Ground station to help launch missions to Mars

Publication date
Wednesday, 6 Dec 2023

A new optical ground station launched by The Australian National University (ANU) will help NASA and other major space agencies safely reach Mars.

The ANU Quantum Optical Ground Station, based at the University’s Mt Stromlo Observatory, is a telescope that will support high-speed advanced communications with satellites from low-Earth orbit to the Moon and other deep space laser communication. 

Astrophysicist at work
Associate Professor Francis Bennet. Photo: ANU

It will also drive future research on advanced communications technologies, providing satellite networks with quantum security and global connectivity.

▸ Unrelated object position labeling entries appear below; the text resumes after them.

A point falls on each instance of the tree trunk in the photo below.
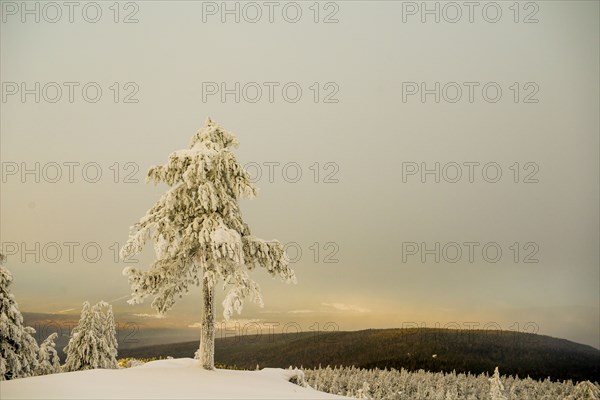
(207, 334)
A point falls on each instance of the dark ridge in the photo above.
(474, 351)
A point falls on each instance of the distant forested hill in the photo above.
(474, 351)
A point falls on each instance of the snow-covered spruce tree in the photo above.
(199, 235)
(496, 386)
(18, 348)
(92, 343)
(48, 360)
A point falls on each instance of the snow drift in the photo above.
(165, 379)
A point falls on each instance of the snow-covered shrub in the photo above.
(18, 348)
(93, 342)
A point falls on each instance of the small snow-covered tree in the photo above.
(92, 344)
(496, 386)
(18, 348)
(48, 360)
(199, 235)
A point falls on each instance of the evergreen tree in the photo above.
(199, 235)
(48, 360)
(93, 343)
(18, 348)
(496, 386)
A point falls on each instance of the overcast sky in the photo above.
(337, 119)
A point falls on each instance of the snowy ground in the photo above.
(165, 379)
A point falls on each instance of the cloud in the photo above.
(157, 316)
(231, 324)
(346, 307)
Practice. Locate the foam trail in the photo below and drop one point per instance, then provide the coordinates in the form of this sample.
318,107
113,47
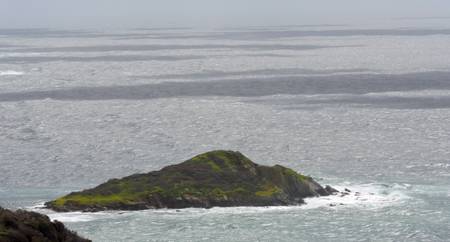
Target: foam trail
362,196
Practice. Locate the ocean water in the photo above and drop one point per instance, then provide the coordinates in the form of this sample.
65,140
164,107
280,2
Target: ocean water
360,107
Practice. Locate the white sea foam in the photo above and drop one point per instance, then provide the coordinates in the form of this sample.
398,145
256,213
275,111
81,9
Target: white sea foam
364,196
11,73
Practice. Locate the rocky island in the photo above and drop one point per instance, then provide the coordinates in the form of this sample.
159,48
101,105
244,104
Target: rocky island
213,179
23,226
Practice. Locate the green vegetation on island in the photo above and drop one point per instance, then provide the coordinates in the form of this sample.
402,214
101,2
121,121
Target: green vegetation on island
216,178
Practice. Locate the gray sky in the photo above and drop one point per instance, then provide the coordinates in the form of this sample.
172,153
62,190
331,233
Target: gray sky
208,13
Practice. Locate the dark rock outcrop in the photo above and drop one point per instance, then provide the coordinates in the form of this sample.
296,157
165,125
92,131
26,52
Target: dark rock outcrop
217,178
25,226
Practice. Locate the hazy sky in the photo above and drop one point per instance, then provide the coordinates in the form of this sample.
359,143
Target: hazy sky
208,13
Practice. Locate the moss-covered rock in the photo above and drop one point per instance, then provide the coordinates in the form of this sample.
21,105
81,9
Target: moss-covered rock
217,178
23,226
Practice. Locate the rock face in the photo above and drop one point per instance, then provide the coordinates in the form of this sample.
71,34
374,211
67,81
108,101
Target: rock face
23,226
217,178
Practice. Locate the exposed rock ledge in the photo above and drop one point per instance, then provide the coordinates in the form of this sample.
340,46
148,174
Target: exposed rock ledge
24,226
213,179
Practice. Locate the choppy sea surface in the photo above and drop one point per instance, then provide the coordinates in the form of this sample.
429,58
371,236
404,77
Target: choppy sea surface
360,107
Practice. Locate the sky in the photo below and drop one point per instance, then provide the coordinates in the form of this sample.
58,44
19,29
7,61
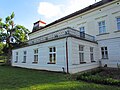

With support from the Australian Space Agency’s Moon to Mars initiative, the station is being upgraded with the latest optical technology that will enable communication between the station and future NASA-crewed missions beyond low-Earth orbit.

Associate Professor Francis Bennet from ANU said the ground station was the “preeminent technology of its kind in Australia”.

“Using lasers, the ground station will allow us to communicate with satellites and crews hurtling through space, supporting major crewed space missions and future space exploration,” Associate Professor Bennet said.

“We have built systems that are cutting edge in their capability, and upgrading them to be compatible with NASA missions that will help permanent operations on the Moon, and improve astronauts’ ability to connect back with Earth and allow high-definition video from the Moon and Mars.

“This includes compatibility with NASA’s crewed lunar mission Artemis II.” 

The station received major funding from the ACT Government’s Priority Investment Program.

ACT Chief Minister Andrew Barr said the ground station located in Canberra is a key national asset that positions Australia and the Indo-Pacific region to collaborate and compete on the global stage.

“Canberra has the capabilities to support space industry success and to take advantage of the enormous investment being made globally in space, through our growing knowledge economy,” said the Chief Minister.

“The ANU Quantum Optical Ground Station is another of the ACT’s strategic space sector co-investments that will enable competitive advantage for Australia’s space industry, attract talent from researchers, academics and industry to the ACT not only to help our economy continue to diversify but to equip industry with vital infrastructure to innovate and grow.

“The ACT Government is proud to have supported this ambitious project through our Priority Investment Program.” 

Director of the ANU Institute for Space, Professor Anna Moore, said the optical ground station was a “stellar” example of how ANU and Australian research was making major contributions to the future of space technology and exploration.

“It’s really exciting to see this new technology that will play a pivotal role in major future space missions come online,” Professor Moore said.

“With this technology, we will also be able to better access unused data and information about the Universe.

“We are thrilled that this station is now built and excited about the pivotal role it will play in our exploration and understanding of space. We look forward to working with our project partners on this nation-leading technology for many years to come.”  

The ANU Quantum Optical Ground Station is supported by funding from the ACT Government, with additional support from the Australian Space Agency, CSIRO and TESAT.